Am 31.05.2017 um 16:43 hat Pavel Butsykin geschrieben:
> This patch adds the reduction of the image file for qcow2. As a result, this
> allows us to reduce the virtual image size and free up space on the disk without
> copying the image. Image can be fragmented and reduction is done by punching
> holes in the image file.
> 
> Signed-off-by: Pavel Butsykin <pbutsykin@virtuozzo.com>
> ---
>  block/qcow2-cache.c    |  8 +++++
>  block/qcow2-cluster.c  | 83 ++++++++++++++++++++++++++++++++++++++++++++++++++
>  block/qcow2-refcount.c | 65 +++++++++++++++++++++++++++++++++++++++
>  block/qcow2.c          | 40 ++++++++++++++++++------
>  block/qcow2.h          |  4 +++
>  qapi/block-core.json   |  4 ++-
>  6 files changed, 193 insertions(+), 11 deletions(-)
> 
> diff --git a/block/qcow2-cache.c b/block/qcow2-cache.c
> index 1d25147392..da55118ca7 100644
> --- a/block/qcow2-cache.c
> +++ b/block/qcow2-cache.c
> @@ -411,3 +411,11 @@ void qcow2_cache_entry_mark_dirty(BlockDriverState *bs, Qcow2Cache *c,
>      assert(c->entries[i].offset != 0);
>      c->entries[i].dirty = true;
>  }
> +
> +void qcow2_cache_entry_mark_clean(BlockDriverState *bs, Qcow2Cache *c,
> +     void *table)
> +{
> +    int i = qcow2_cache_get_table_idx(bs, c, table);
> +    assert(c->entries[i].offset != 0);
> +    c->entries[i].dirty = false;
> +}

This is an interesting function. We can use it whenever we're not
interested in the content of the table any more. However, we still keep
that data in the cache and may even evict other tables before this one.
The data in the cache also becomes inconsistent with the data in the
file, which should not be a problem in theory (because nobody should be
using it), but it surely could be confusing when debugging something in
the cache.

We can easily improve this a little: Make it qcow2_cache_discard(), a
function that gets a cluster offset, asserts that a table at this
offset isn't in use (not cached or ref == 0), and then just directly
drops it from the cache. This can be called from update_refcount()
whenever a refcount goes to 0, immediately before or after calling
update_refcount_discard() - those two are closely related. Then this
would automatically also be used for L2 tables.

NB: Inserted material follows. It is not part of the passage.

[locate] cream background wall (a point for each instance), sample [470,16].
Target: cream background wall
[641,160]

Adding this mechanism could be a patch of its own.

> diff --git a/block/qcow2-cluster.c b/block/qcow2-cluster.c
> index 347d94b0d2..47e04d7317 100644
> --- a/block/qcow2-cluster.c
> +++ b/block/qcow2-cluster.c
> @@ -32,6 +32,89 @@
>  #include "qemu/bswap.h"
>  #include "trace.h"
>  
> +int qcow2_reduce_l1_table(BlockDriverState *bs, uint64_t max_size)

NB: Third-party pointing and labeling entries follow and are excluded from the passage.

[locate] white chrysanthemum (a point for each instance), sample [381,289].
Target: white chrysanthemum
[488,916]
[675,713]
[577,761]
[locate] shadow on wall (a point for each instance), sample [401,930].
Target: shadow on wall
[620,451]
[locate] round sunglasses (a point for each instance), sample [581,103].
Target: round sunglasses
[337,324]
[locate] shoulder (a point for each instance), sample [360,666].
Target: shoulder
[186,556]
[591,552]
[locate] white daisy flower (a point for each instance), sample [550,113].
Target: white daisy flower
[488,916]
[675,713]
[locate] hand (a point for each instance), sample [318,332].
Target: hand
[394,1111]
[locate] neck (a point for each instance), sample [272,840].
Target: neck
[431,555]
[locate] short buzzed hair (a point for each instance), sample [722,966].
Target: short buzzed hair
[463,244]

Let's call this shrink, it's easier to understand and consistent with
qcow2_reftable_shrink() that this patch adds, too.

> +{
> +    BDRVQcow2State *s = bs->opaque;
> +    int64_t new_l1_size_bytes, free_l1_clusters;
> +    uint64_t *new_l1_table;
> +    int new_l1_size, i, ret;
> +
> +    if (max_size >= s->l1_size) {
> +        return 0;
> +    }
> +
> +    new_l1_size = max_size;
> +
> +#ifdef DEBUG_ALLOC2
> +    fprintf(stderr, "reduce l1_table from %d to %" PRId64 "\n",
> +            s->l1_size, new_l1_size);
> +#endif
> +
> +    ret = qcow2_cache_flush(bs, s->l2_table_cache);
> +    if (ret < 0) {
> +        return ret;
> +    }
> +
> +    BLKDBG_EVENT(bs->file, BLKDBG_L1_REDUCE_FREE_L2_CLUSTERS);
> +    for (i = s->l1_size - 1; i > new_l1_size - 1; i--) {
> +        if ((s->l1_table[i] & L1E_OFFSET_MASK) == 0) {
> +            continue;
> +        }
> +        qcow2_free_clusters(bs, s->l1_table[i] & L1E_OFFSET_MASK,
> +                            s->l2_size * sizeof(uint64_t),
> +                            QCOW2_DISCARD_ALWAYS);
> +    }
> +
> +    new_l1_size_bytes = sizeof(uint64_t) * new_l1_size;

On 32 bit hosts, this does a 32 bit calculation and assigns it to a 64
bit value. I think this is still correct because new_l1_size_bytes is
limited by QCOW_MAX_L1_SIZE (0x2000000).

If this is the intention, maybe it would be more obvious to use a
normal int for new_l1_size_bytes, or to assert(new_l1_size <=
QCOW_MAX_L1_SIZE / sizeof(uint64_t)) before this line.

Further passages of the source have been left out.